Most online courses do cover these tuning or optimization techniques to some extent. But unless you work on a real world problem with a real client, you’ll not learn all the optimization techniques. So yeah, I would highly recommend you try to get yourself into such a project. Also, you should look for a good mentor early in your data science career. The knowledge that you’d gain from a mentor is very valuable.

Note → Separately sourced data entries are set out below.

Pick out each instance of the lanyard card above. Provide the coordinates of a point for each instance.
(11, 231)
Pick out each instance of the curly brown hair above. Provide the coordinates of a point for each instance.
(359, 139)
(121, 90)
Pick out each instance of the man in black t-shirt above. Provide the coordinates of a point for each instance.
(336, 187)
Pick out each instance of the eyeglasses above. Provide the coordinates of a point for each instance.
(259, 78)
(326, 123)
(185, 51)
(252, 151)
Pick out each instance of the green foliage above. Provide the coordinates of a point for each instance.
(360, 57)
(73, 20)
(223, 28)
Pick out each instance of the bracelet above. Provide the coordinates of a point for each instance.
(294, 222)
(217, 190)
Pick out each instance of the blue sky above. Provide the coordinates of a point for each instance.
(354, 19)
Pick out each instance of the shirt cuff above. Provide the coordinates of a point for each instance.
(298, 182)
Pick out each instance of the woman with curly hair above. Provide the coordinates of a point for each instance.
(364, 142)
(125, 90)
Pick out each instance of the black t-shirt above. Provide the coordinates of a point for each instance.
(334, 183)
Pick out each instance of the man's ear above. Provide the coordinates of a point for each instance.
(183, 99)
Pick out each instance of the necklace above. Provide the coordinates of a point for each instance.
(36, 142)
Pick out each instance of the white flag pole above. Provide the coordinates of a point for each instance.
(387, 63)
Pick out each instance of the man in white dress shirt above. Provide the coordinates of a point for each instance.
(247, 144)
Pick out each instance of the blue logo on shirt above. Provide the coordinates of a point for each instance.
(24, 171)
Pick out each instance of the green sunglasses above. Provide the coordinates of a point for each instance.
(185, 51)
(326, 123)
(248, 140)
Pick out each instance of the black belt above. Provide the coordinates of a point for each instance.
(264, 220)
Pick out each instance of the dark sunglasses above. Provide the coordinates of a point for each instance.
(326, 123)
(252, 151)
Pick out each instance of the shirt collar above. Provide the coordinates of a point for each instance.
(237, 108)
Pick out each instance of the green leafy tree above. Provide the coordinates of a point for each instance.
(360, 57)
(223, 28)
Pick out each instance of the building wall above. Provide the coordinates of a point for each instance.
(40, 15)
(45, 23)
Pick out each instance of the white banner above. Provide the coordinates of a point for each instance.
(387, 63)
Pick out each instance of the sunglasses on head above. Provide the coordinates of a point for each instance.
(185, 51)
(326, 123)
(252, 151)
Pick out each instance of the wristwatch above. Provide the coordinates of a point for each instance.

If you think this math and stats is what you want to do more than just writing code, then this is for you. There are many ways in which you can get started. But if you’re not familiar with the math and stats for this, let me tell you without any sugar coating, you’ll need to put in a few years to get yourself up to speed. I find it boring, but for those who find it interesting or are curious, it’s a rewarding experience. Anyway, for this, you can either take courses online or start reading books. There are many free courses available online from top universities such as IIT, Harvard, and Stanford. So you don’t really have to shell out a lot of money for this study. And once you think you have enough knowledge to start practicing, you should start looking at the various libraries and tools available for applying these algorithms programmatically on the data. Some examples of these tools and libraries are SciKit Learn, Apache Spark MLlib, and the AWS stack.
Data Visualization Engineer
The last type of data science job (according to me) is data visualization. Let me put it this way, all the work that the data engineers and the ML or AI engineers do is of no use if your client can’t see the data on their dashboards. And most business people understand charts and graphs. This is where data visualization engineers come in. I can’t stress enough how important data visualization is. Looking at numbers in a remote terminal window or a spreadsheet is not as convenient as looking at a couple of charts. The saying “A picture is worth a thousand words” is very true in this case.
These engineers are sometimes called Business Intelligence (BI) engineers. But this is not always the case. BI engineers do more than just data visualization. If this interests you, please look at tools such as Microsoft’s PowerBI, Google’s Data Studio, Amazon QuickSight, and D3 charts.
But the scene is changing
What I told till now is the traditional approach of getting into data science. But the scene is changing rapidly. With services such as TensorFlow by Google and the whole AWS stack with multiple services, all you have to do is call a function to train, test, and even deploy your models. With SageMaker, especially, it has become very easy to get started with AI and ML for a developer. Understanding the tool itself is very easy, because the documentation is easy and there are many examples to get started. The development part has become very easy. But you still need to figure out which model to use for solving your problem. For this, you’ll still need to have the math knowledge to some extent.
I hope I was able to help you figure out how to get started with data science, if you’re a developer that is. Most of this is based on my personal observations. And if you look around on the internet, you’ll find a thousand other ways in which you can start this journey. This is because everyone comes from a different technical background and will be focused on a different part of data science.